Гай бросил на Ливию быстрый взгляд.

— О нет, тогда я не был влюблен в женщину, просто знал это давно, еще с тех пор, как погибла моя мать. Это потрясло меня, почти уничтожило: ведь любимые кажутся нам бессмертными.

— Ты помнишь ее?

— Смутно. Отец говорил, что внешне я похож на мать, хотя вообще-то не любил о ней вспоминать, по крайней мере, вслух…

Он говорил, и его лицо казалось Ливий таким красивым, полным внутреннего света, и у нее болезненно сжималось сердце, потому что она все-таки не знала, принадлежит ли он ей всецело и навсегда. А еще…

— Гай, — нерешительно начала она, прикоснувшись к его руке, — я подумала… вдруг у меня будет ребенок и тогда…

Он рассмеялся:

— Не бойся. Пожалуй, я был бы слишком безрассуден, если б позволил себе рисковать этим. Наши с тобою дети родятся в законном браке.

«Или не родятся вообще», — закончила про себя Ливия, и внутри у нее пробежал холодок.

А после Гай с воодушевлением рассказывал о том, как они станут путешествовать, побывают в Греции, Египте, и она верила и не верила ему. Она тоже не хотела пробиваться через отмеренные судьбою дни, как через что-то плотное, вязкое, дремучее, хотела жить легко и свободно, подчиняясь только своим желаниям, но она была достаточно взрослой для того, чтобы представлять, какие обязательства ложатся на плечи замужней женщины. Если им вообще удастся пожениться…

…Марк Ливий Альбин приехал неожиданно; к счастью, в тот момент Ливия была дома. Он привез дочери дорогие подарки и ласково побеседовал с нею. Ливия не смела взглянуть в глаза отцу, потому что ей казалось: он видит ее насквозь и способен заметить любое притворство, любую ложь. Поскорее удалившись к себе, она долго и мучительно размышляла о своей судьбе. Она не могла больше жить, как жила, все это слишком затянулось.
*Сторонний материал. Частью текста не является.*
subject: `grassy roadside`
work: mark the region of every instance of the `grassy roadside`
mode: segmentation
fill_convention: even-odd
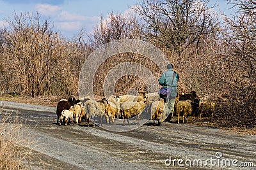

Ливий не удалось встретиться с Гаем ни в один из последующих дней, и она сходила с ума от нетерпения, потому что знала: он ее ждет. Конечно, он должен был догадаться о том, почему она не смогла прийти и все же… Ливия проводила томительные часы в обществе молчаливой Тарсии, которую жизнь научила, а точнее, вынудила быть смиренной и терпеливой.
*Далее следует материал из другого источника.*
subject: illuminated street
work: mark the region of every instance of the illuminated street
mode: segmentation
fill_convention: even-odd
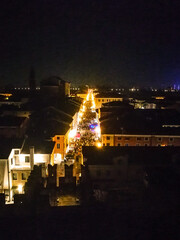
[[[82,146],[96,145],[101,147],[101,131],[96,114],[94,94],[91,89],[88,91],[78,113],[77,129],[71,131],[69,138],[69,151],[65,157],[65,162],[68,165],[81,157]]]

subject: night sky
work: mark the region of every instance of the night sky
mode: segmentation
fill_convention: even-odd
[[[175,0],[0,1],[0,83],[180,84]]]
— Хочешь, госпожа, я отнесу табличку? — однажды спросила рабыня.

— Нет, — отвечала Ливия, — не сейчас. Я должна дождаться… — она не сказала, чего.

От напряженного ожидания у девушки разболелась голова, и на утро третьего дня она отправилась в перистиль в надежде немного успокоиться и отвлечься от тягостных мыслей, но даже любимый уголок показался ей иным, чем прежде.

Ливия сидела, неподвижно глядя в пространство, когда на дорожке появилась Тарсия. Ее серые глаза мягко светились под золотыми ресницами, точно драгоценные камни.

— Там пришел, — она сделала паузу, — тот человек. Ливия поняла. Она вскочила так стремительно, что чуть не упала, поскользнувшись на мраморных плитах.

— Где он?!

— Его проводили в атрий.

— Он спрашивал меня?

— Нет, госпожа, твоего отца.

Ливия кинулась вперед; она сама не знала, что следует делать. Ее одновременно охватили и нетерпение и нерешительность. Она опоздала: Гай Эмилий и отец уже вели беседу, и Ливия не осмелилась показаться им на глаза. Они говорили довольно тихо, и притаившаяся за колонной девушка не разбирала слов. Она уставилась в стену, созерцая внезапно замеченные на ней неровности и трещины и испытывая то мучительное ощущение, когда, уже предчувствуя безжалостную правду, человек все еще цепляется за последние, призрачные надежды.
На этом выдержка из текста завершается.